Really? That's interesting -- I hadn't thought of that. I suppose one may draw a comparison to the way you can watch a lot of American television today but come away with no idea of America's relationship with the rest of the world.
 
There might be slight references if someone moves to Canada or is transported, but I was thoroughly amazed when Wilkie Collins's The Moonstone had two whole scenes set in India.
 
When Kareel Odan showed up in the comics, she had spots.

Yeah, but I loved how when that comic arc first revisited the male Odan (in flashback), they cast a heavy shadow across his face so you couldn't quite see any spots.

The Klingon forehead virus Easter egg in "Forged in Fire" was cool. Hasn't someone also linked the Trill to the spotted Kriosians as well?
 
The other one that really bugs me is the ridged Romulans.

Proto-vulcans are ridged. See "Who Watches the Watchers". So it seems to me that a higher ratio of Vulcans who left for Romulus had more prominent brows than those who chose to remain behind.
 
The other one that really bugs me is the ridged Romulans.

Not really a problem, since we only saw a smattering of TOS-era Romulans without forehead-concealing helmets: the "Balance of Terror" Commander, his Centurion, the Female Commander (Charvanek), Tal, the commander from TAS: "The Survivor," another commander and a crewman from TAS: "The Practical Joker," Caithlin Dar, Nanclus, and assorted delegates at Camp Khitomer). It's easy enough to believe that the majority of 23rd-century Romulans were already ridged, but that the elite, ruling class was smooth-headed (though that seems to have been reversed by the 24th century, since the only smoothies we've seen from that era are Nero's working-class mining crew).
 
I was watching "A Man Alone" recently, the first episode to focus on the Sisko/Curzon friendship. Sisko isn't sure which host Jadzia might be; he guesses the sixth, hinting Curzon didn't tell him much.
 
I tend to write off the physical appearance from "The Host" as the same as the Klingons' change between TOS and TNG (before Enterprise felt compelled to come up with a convoluted explanation for it).
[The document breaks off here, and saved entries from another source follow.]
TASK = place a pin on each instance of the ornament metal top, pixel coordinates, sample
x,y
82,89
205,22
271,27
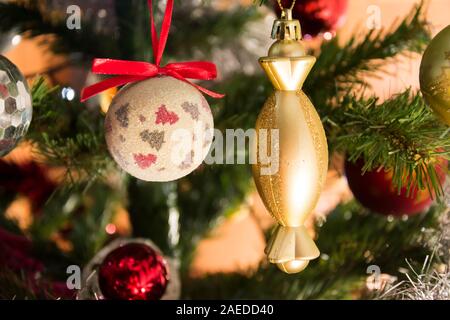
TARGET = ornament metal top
x,y
15,106
291,193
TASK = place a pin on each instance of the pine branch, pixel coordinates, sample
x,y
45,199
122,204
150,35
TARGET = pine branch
x,y
27,18
401,134
339,69
368,239
68,134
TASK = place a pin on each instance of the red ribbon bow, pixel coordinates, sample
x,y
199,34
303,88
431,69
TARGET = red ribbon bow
x,y
132,71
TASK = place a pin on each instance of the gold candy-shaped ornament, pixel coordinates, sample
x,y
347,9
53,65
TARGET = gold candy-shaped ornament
x,y
291,192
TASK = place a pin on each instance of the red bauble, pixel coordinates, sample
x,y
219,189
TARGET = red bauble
x,y
375,191
133,271
316,16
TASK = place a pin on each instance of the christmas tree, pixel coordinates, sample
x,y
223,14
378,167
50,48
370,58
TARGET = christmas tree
x,y
64,198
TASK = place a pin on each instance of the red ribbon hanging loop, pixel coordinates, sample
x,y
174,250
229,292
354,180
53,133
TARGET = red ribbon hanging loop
x,y
132,71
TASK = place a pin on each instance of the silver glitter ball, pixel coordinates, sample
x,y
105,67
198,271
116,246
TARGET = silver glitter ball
x,y
15,106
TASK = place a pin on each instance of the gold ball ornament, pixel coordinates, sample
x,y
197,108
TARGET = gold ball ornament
x,y
435,75
159,129
291,149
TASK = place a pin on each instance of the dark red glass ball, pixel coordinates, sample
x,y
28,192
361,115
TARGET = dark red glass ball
x,y
133,271
375,190
316,16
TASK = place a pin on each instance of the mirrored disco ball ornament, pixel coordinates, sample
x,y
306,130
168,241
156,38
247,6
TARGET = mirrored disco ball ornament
x,y
15,106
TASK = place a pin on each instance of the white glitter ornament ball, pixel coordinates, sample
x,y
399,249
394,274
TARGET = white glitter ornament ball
x,y
15,106
159,129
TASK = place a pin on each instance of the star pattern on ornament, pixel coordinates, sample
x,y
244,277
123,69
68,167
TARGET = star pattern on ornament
x,y
122,115
192,109
164,116
144,161
154,138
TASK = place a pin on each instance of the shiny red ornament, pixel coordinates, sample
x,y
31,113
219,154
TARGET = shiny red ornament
x,y
133,271
316,16
375,190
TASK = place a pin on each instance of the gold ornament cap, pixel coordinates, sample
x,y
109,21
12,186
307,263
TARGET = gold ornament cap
x,y
287,64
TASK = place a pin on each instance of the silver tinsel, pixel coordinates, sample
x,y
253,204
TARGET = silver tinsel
x,y
430,283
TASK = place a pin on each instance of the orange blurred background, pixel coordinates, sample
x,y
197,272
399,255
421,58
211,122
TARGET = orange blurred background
x,y
237,243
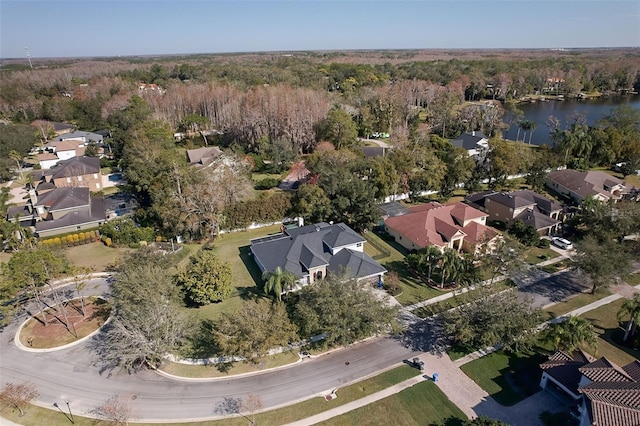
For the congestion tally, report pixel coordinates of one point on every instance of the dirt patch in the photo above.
(624, 289)
(66, 323)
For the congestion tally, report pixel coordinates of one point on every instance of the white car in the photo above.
(562, 243)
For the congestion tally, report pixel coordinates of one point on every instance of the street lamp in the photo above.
(70, 416)
(70, 413)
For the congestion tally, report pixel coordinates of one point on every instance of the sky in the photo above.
(84, 28)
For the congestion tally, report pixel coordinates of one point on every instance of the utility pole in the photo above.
(28, 57)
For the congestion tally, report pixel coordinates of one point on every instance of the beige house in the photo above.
(524, 206)
(605, 394)
(582, 184)
(74, 172)
(456, 226)
(59, 210)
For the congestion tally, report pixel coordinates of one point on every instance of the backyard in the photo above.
(507, 377)
(233, 247)
(422, 404)
(391, 256)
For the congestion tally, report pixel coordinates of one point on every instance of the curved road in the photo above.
(71, 374)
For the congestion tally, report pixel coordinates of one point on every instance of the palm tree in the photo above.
(450, 263)
(430, 256)
(571, 333)
(17, 157)
(532, 127)
(278, 281)
(630, 307)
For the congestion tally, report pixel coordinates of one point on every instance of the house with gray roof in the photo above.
(59, 210)
(475, 143)
(601, 392)
(579, 185)
(312, 252)
(524, 206)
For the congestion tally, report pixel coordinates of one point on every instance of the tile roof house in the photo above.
(66, 146)
(579, 185)
(475, 143)
(203, 156)
(76, 171)
(605, 394)
(57, 127)
(525, 206)
(313, 251)
(59, 210)
(456, 226)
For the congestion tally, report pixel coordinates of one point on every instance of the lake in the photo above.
(594, 109)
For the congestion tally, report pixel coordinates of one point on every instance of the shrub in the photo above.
(266, 183)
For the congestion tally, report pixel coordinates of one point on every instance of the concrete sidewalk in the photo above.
(369, 399)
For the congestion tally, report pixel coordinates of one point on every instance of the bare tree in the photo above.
(18, 395)
(116, 410)
(251, 404)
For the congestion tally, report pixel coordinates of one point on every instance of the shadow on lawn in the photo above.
(520, 379)
(614, 337)
(251, 293)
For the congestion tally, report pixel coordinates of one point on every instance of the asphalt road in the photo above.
(71, 374)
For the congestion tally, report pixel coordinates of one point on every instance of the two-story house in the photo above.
(59, 210)
(475, 143)
(582, 184)
(456, 226)
(602, 393)
(76, 171)
(524, 206)
(313, 251)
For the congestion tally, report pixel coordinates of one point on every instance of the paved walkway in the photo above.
(464, 392)
(463, 290)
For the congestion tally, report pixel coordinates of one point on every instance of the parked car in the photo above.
(562, 243)
(418, 364)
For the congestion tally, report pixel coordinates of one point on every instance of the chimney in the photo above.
(33, 197)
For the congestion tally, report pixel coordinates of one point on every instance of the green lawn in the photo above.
(508, 378)
(610, 333)
(575, 302)
(414, 290)
(422, 404)
(202, 371)
(535, 255)
(632, 279)
(4, 257)
(459, 299)
(39, 416)
(95, 256)
(233, 247)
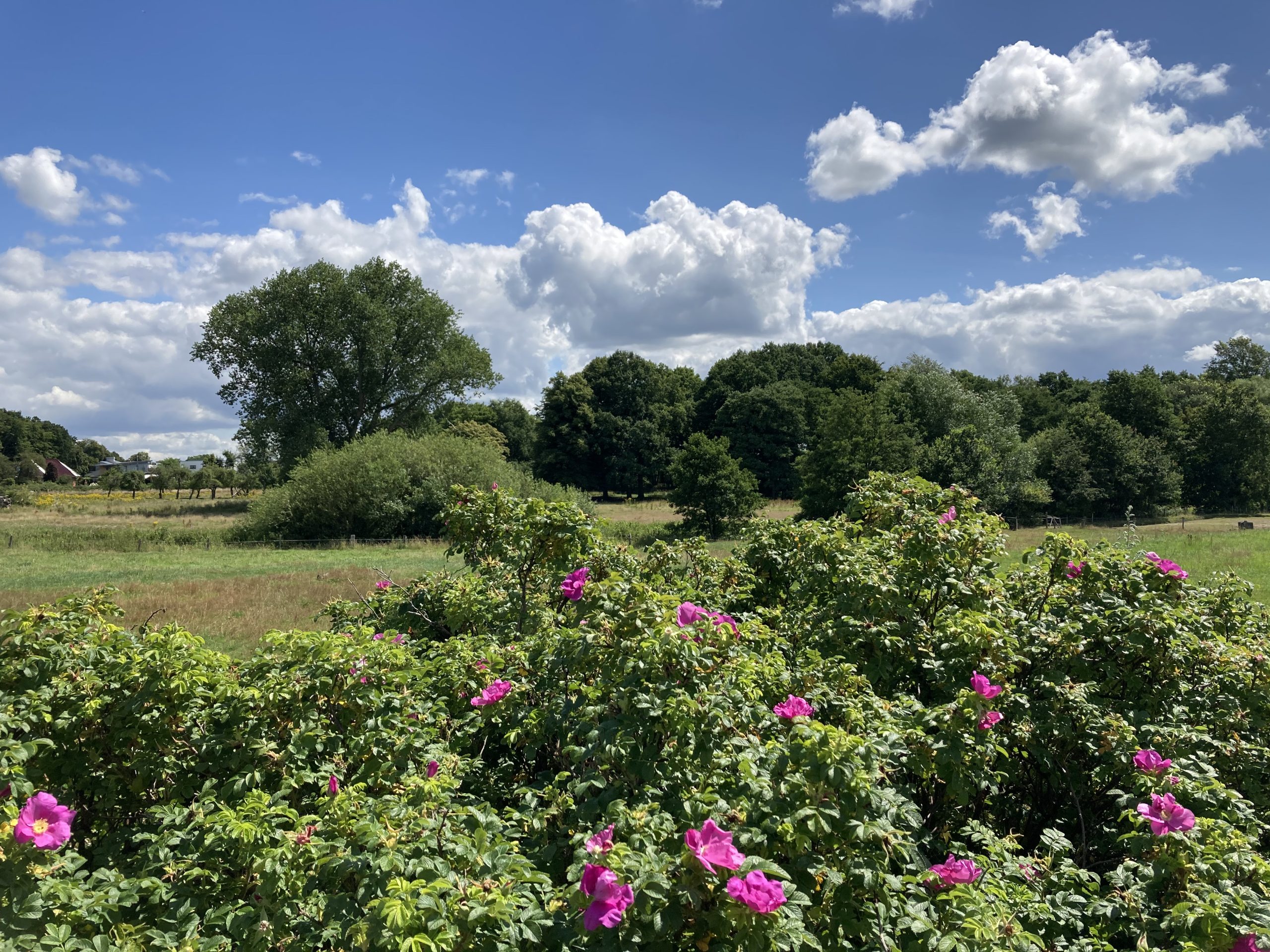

Maybe the transporter change could be explained by an advance in transporter technology?
 
As noted, a reading of Worlds of DS9: Trill - Unjoined will clue a reader in to this. We specifically included this to address the questions.

And also as noted, Forged in Fire does contain tie-ins as well.

Because we were mapping out numerous books across numerous lines at that point, much of our work was able to have ties in to each other (and other Trek lit and TV, obviously). There's even a direct tie-in from Rogue to our Wildstorm Trek Special Borg story.